Vu les articles L. 742-1 à L. 742-3, L. 743-4, L. 743-6, L. 743-7, L. 743-9, L. 743-13 à L. 743-15, L. 743-17, L. 743-19, L. 743-20 à L. 743-25 et R. 742-1, R. 743-1 à R. 743-8, R. 743-21 du Code de l’entrée et du séjour des étrangers et du droit d’asile ;
Les avis prévus par l’article R 743-3 du CESEDA ayant été donnés par le Greffier ;
Vu la requête reçue au greffe le 14 Avril 2025 à 14h32, présentée par Monsieur le Préfet du département DES BOUCHES DU RHONE
Attendu que Monsieur le Préfet régulièrement avisé, est représenté par [X] [O], dûment assermenté
Attendu que la personne concernée par la requête, avisée de la possibilité de faire choix d’un Avocat ou de solliciter la désignation d’un Avocat commis d’office , déclare vouloir l’assistance d’un Conseil ;
Attendu que la personne concernée par la requête est assistée de Me Thomas DESPIERRES
avocat commis d’office qui a pris connaissance de la procédure et s’est entretenu librement avec son client ;
Attendu qu’en application de l’article L. 141-2 du Code de l’entrée et du séjour des étrangers et du droit d’asile la personne étrangère présentée a déclaré au début de la procédure comprendre et savoir lire la langue arabe et a donc été entendue avec l’assistance d’un interprète en cette langue en la personne de Mme [S] [Z] serment préalablement prêté d’apporter son concours à la justice en son honneur et en sa conscience ;
Attendu qu’il est constant que M. [J] [W]

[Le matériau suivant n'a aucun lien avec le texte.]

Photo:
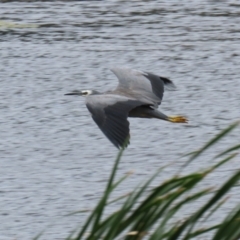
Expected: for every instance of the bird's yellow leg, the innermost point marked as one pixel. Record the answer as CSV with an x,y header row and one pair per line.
x,y
177,119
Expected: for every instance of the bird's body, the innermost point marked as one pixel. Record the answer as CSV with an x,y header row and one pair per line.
x,y
138,94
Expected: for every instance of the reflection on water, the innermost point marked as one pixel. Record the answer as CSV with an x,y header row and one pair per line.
x,y
54,159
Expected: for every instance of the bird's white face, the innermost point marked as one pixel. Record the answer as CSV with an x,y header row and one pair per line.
x,y
86,92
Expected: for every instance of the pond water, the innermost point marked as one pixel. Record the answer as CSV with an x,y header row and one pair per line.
x,y
54,159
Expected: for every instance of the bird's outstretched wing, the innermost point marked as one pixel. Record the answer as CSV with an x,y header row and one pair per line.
x,y
110,113
144,82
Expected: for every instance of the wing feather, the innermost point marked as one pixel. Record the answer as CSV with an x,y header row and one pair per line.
x,y
110,112
142,82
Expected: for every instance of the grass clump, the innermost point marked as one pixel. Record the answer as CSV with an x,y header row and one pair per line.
x,y
152,214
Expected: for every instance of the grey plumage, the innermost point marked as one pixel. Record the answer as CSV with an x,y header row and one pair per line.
x,y
138,94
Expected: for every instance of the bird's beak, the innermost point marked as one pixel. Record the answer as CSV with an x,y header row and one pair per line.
x,y
79,93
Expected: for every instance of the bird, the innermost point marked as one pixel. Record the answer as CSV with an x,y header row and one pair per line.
x,y
138,94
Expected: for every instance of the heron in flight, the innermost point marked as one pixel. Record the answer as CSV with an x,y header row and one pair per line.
x,y
138,94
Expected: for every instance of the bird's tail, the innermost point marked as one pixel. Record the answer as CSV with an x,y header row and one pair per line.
x,y
177,119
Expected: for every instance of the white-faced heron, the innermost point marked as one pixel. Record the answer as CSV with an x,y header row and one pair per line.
x,y
138,94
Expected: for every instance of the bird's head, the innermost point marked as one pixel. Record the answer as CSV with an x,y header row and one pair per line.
x,y
82,92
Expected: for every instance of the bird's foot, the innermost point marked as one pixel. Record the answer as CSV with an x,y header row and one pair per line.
x,y
178,119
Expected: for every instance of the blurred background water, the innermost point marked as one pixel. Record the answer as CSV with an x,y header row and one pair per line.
x,y
54,159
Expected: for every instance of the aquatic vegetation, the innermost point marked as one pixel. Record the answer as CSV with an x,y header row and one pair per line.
x,y
157,212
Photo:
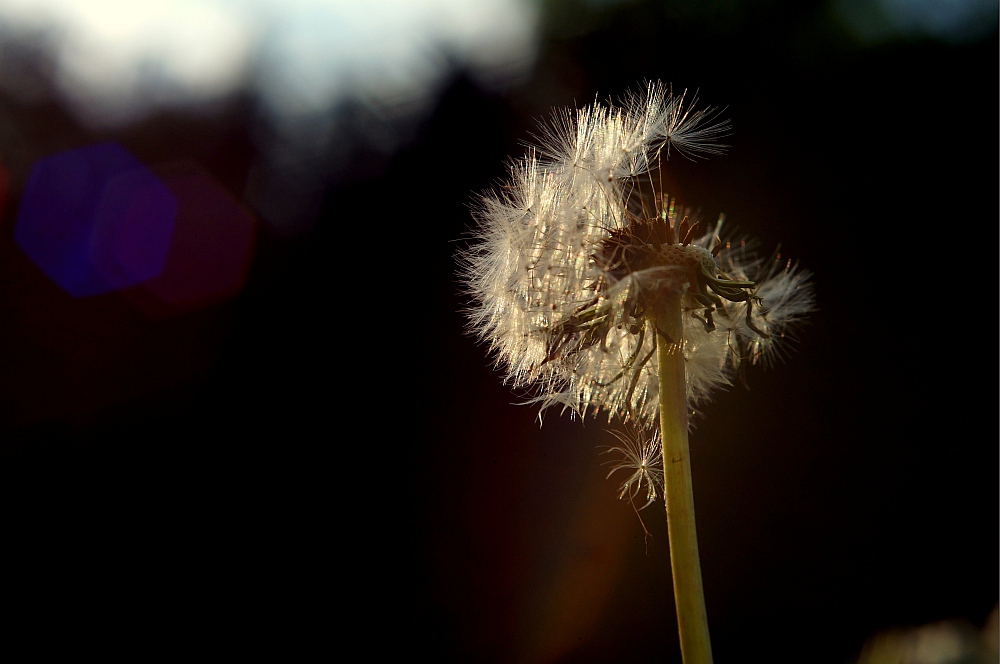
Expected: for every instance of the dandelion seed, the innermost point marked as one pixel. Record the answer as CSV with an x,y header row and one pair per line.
x,y
641,455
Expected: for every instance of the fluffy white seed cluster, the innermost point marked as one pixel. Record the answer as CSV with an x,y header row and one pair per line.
x,y
562,311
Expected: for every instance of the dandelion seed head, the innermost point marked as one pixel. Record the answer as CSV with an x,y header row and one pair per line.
x,y
573,256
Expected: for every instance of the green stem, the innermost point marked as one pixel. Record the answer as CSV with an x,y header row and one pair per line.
x,y
689,596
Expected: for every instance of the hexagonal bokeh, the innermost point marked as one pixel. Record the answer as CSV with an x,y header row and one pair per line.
x,y
94,219
211,249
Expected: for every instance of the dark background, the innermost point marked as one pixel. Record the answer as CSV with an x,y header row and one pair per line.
x,y
331,453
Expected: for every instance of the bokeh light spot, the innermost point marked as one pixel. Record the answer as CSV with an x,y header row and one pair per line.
x,y
211,250
95,220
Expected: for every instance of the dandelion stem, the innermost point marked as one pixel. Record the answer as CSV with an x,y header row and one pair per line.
x,y
689,596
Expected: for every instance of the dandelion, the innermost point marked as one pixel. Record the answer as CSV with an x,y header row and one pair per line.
x,y
582,269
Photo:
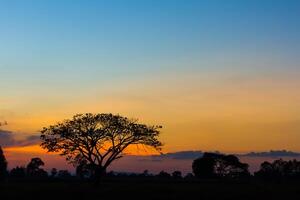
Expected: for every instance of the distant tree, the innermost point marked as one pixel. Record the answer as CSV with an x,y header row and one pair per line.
x,y
33,168
64,174
53,172
3,165
145,173
163,174
18,172
99,139
177,174
213,165
279,169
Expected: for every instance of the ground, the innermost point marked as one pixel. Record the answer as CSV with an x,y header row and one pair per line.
x,y
132,188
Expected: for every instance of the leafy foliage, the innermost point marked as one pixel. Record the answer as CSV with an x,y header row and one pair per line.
x,y
98,139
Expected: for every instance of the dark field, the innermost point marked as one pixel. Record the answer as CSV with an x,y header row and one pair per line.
x,y
148,189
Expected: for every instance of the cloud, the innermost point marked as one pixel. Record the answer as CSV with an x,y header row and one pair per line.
x,y
272,153
191,155
8,139
181,155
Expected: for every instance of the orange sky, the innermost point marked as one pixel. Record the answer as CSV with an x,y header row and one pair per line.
x,y
197,113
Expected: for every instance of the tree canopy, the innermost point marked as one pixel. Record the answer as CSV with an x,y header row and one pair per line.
x,y
214,165
3,165
98,139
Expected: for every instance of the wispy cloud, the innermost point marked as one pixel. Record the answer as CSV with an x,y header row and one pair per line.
x,y
8,139
272,153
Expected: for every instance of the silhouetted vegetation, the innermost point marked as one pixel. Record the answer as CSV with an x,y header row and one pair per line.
x,y
213,165
3,165
97,140
279,170
33,168
93,142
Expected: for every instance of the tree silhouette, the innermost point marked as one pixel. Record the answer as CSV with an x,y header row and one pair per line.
x,y
64,174
279,169
213,165
98,139
53,172
177,174
33,168
3,165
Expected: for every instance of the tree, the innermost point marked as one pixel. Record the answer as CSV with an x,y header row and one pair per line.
x,y
164,175
177,174
213,165
98,139
3,165
53,172
278,170
33,168
64,174
82,170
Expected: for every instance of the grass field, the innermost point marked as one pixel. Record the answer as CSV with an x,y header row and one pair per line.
x,y
120,188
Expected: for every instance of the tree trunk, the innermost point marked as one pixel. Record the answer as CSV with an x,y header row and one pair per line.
x,y
99,173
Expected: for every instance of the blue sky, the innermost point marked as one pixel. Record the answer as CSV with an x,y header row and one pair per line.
x,y
154,54
140,37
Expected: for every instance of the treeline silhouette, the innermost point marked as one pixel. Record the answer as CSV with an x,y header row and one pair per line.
x,y
211,166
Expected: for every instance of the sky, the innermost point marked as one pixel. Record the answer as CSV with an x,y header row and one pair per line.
x,y
217,75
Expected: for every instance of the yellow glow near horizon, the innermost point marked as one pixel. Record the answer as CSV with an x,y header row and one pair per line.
x,y
195,113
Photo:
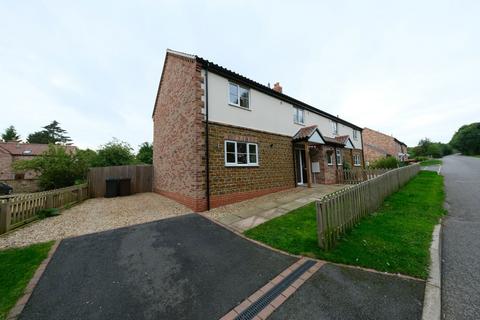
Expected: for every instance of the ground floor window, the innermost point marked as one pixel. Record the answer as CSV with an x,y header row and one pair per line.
x,y
241,153
339,157
356,160
329,157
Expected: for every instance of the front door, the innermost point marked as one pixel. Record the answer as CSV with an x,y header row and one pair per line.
x,y
301,166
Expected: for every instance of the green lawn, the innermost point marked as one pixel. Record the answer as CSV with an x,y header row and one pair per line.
x,y
17,267
431,162
394,239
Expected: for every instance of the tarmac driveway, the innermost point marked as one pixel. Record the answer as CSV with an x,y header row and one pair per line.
x,y
180,268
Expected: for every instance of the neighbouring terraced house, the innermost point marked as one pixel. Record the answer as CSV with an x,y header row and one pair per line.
x,y
378,145
220,137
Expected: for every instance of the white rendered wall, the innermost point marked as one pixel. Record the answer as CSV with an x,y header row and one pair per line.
x,y
266,113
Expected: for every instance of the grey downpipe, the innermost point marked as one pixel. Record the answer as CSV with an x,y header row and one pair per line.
x,y
207,155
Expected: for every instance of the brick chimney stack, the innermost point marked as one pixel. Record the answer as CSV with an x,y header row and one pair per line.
x,y
277,87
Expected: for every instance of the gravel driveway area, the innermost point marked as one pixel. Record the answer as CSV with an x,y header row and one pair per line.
x,y
94,215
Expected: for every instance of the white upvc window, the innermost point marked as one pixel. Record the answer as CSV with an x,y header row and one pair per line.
x,y
238,96
298,115
329,158
355,134
240,154
339,157
356,160
334,127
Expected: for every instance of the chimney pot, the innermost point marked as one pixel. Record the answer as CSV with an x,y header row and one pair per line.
x,y
277,87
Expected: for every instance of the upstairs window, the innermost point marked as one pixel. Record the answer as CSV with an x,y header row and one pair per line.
x,y
334,128
355,134
298,115
238,96
339,157
241,153
329,158
356,160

né le 09 Juin 1997 à [Localité 6] (ALGERIE)
de nationalité Algérienne
a fait l’objet d’une des sept mesures prévues aux articles L. 722-2, L. 731-1, L. 731-2, L. 732-3,
L. 733-8 à L. 733-12, 741-1, L. 741-4; L. 741-5, L. 741-7, L. 743-16, L. 744-1, L. 751-2 à L. 751-4, L. 751-9 et L. 751-10 du Code de l’entrée et du séjour des étrangers et du droit d’asile , et en l’espèce :
a fait l’objet d’un arrêté préfectoral portant condamnation ordonnant l’interdiction du territoire français pour une durée de 5 ans prononcée par le tribunal correctionnel de Marseille en date du 13 mai 2024
édicté moins de trois ans avant la décision de placement en rétention en date du 11 avril 2025 notifiée le 12 avril 2025 à 10h34,
Attendu qu’il est rappelé à la personne intéressée , ainsi que dit au dispositif , les droits qui lui sont reconnus pendant la rétention ;
Attendu qu’il résulte de l’examen des pièces de la procédure soumise à appréciation qu’un moyen de transport disponible à destination du pays d’origine de la personne intéressée doit être trouvé avant l’expiration du délai de prolongation sollicité ;
DEROULEMENT DES DEBATS :
SUR LE FOND :
La personne étrangère présentée déclare :moi j’ai l’asile à la SUISSE, je veux quitter la France. Ils ont pris mes empreintes, j’ai déposé mon dossier d’asile. Vous me dites qu’il est écrit dans le jugement correctionnel que la demande d’asile était rejetée, je découvre la réponse, on me l’a pas communiqué. Vous me dites que je l’ai surement dit moi-même au jugement, oui c’est vrai. Non je n’ai pas de passeport.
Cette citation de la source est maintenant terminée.